Protest Music Hall of Fame: What’s Going On (Album) – Marvin Gaye

Released on May 21, 1971, Marvin Gaye’s 11th studio album What’s Going On is one of the most important albums ever released. The landmark concept album is sung from the perspective of a Vietnam War veteran returning to the USA and observing injustice and suffering.

The socially conscious tunes that he composed were deeply rooted in the personal. For example, Marvin tried to put himself into the shoes of his younger brother Frankie, who was stationed in Vietnam, as a radio operator. “The death and destruction I saw in Vietnam sickened me,” Frankie related to Gaye’s biographer David Ritz, in his book Divided Soul: The Life of Marvin Gaye: “The war seemed useless, wrong, and unjust.”

Frankie’s experiences were especially tapped into on the album’s first two tracks, the legendary title track and “What’s Happening Brother”, about the feelings of disillusionment experienced by war veterans returning home. Frankie was moved to tears the first time he heard “What’s Happening Brother”, describing it as “so personal and heartfelt”.

Other issues are explored on the album such as on one of the album’s standout “Mercy Mercy Me (The Ecology)”. Gaye mournfully ponders ecological destruction (“oil wasted on the ocean and upon our seas, fish full of mercury and radiation underground and in the sky”).

The album closes with the potent “Inner City Blues (Make Me Wanna Holler)” which was one of three singles along with the title track and “Mercy Mercy Me”. Gaye shared credit with James Nyx, a struggling songwriter who also worked as a janitor and elevator operator at Motown. Gaye was finding it hard to come up with words, so Nyx came up with the lyrics about the “have-nots” of America after reading a newspaper headline about the “inner city” of Detroit. The tune was frequently sampled on Hip-hop tunes earning Nyx significant royalties in the later years of his life.
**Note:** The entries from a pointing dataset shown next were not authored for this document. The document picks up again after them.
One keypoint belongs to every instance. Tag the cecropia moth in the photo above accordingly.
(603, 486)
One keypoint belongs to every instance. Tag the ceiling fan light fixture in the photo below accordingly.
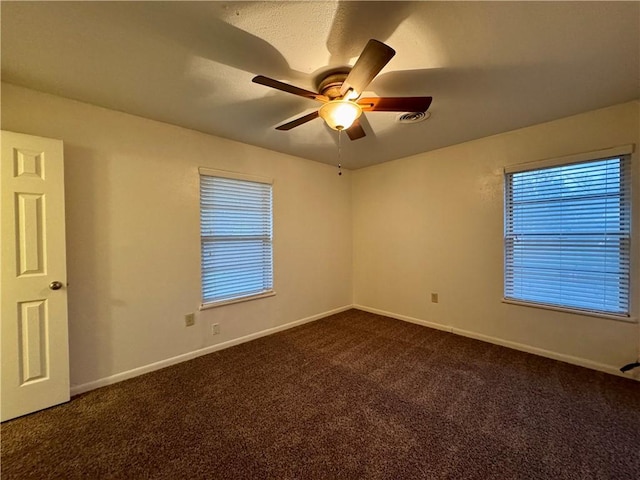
(340, 114)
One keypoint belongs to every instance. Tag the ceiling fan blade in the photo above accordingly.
(372, 59)
(298, 121)
(395, 104)
(285, 87)
(355, 131)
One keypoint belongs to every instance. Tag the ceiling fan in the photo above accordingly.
(340, 93)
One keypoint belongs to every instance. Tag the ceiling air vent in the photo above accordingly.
(413, 117)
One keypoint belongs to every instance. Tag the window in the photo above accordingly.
(236, 237)
(568, 232)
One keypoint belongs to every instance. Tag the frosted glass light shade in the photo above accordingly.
(340, 114)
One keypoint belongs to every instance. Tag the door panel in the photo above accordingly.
(35, 352)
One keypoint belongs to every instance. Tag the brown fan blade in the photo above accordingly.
(395, 104)
(298, 121)
(285, 87)
(355, 131)
(372, 59)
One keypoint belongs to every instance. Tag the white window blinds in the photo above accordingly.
(567, 235)
(236, 238)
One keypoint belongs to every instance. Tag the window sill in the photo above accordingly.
(222, 303)
(575, 311)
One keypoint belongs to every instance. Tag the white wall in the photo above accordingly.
(133, 246)
(427, 223)
(434, 223)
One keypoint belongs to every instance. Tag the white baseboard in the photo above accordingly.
(118, 377)
(582, 362)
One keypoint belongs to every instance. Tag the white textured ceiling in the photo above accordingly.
(491, 67)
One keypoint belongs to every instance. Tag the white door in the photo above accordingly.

Marvin Gaye faced resistance from Motown founder Berry Gordy, who already butted heads with Marvin over the release of the title track as a single. He felt that recording a political concept album would be commercial suicide. “I was in the Bahamas trying to relax,” Gordy related in the 2016 documentary Marvin, What’s Going On? “He called and said, ‘Look, I’ve got these songs.’ When he told me they were protest songs, I said, ‘Marvin, why do you want to ruin your career?’”

Due to the title track becoming an unexpected hit, and Gaye’s firm insistence, Gordy gave in, realizing that it was in Motown’s best interest to capitalize on the success and release an entire album of new material.

Just like with the title track, Gordy was proven wrong. Marvin Gaye created a masterpiece that sadly has become even more relevant over the years.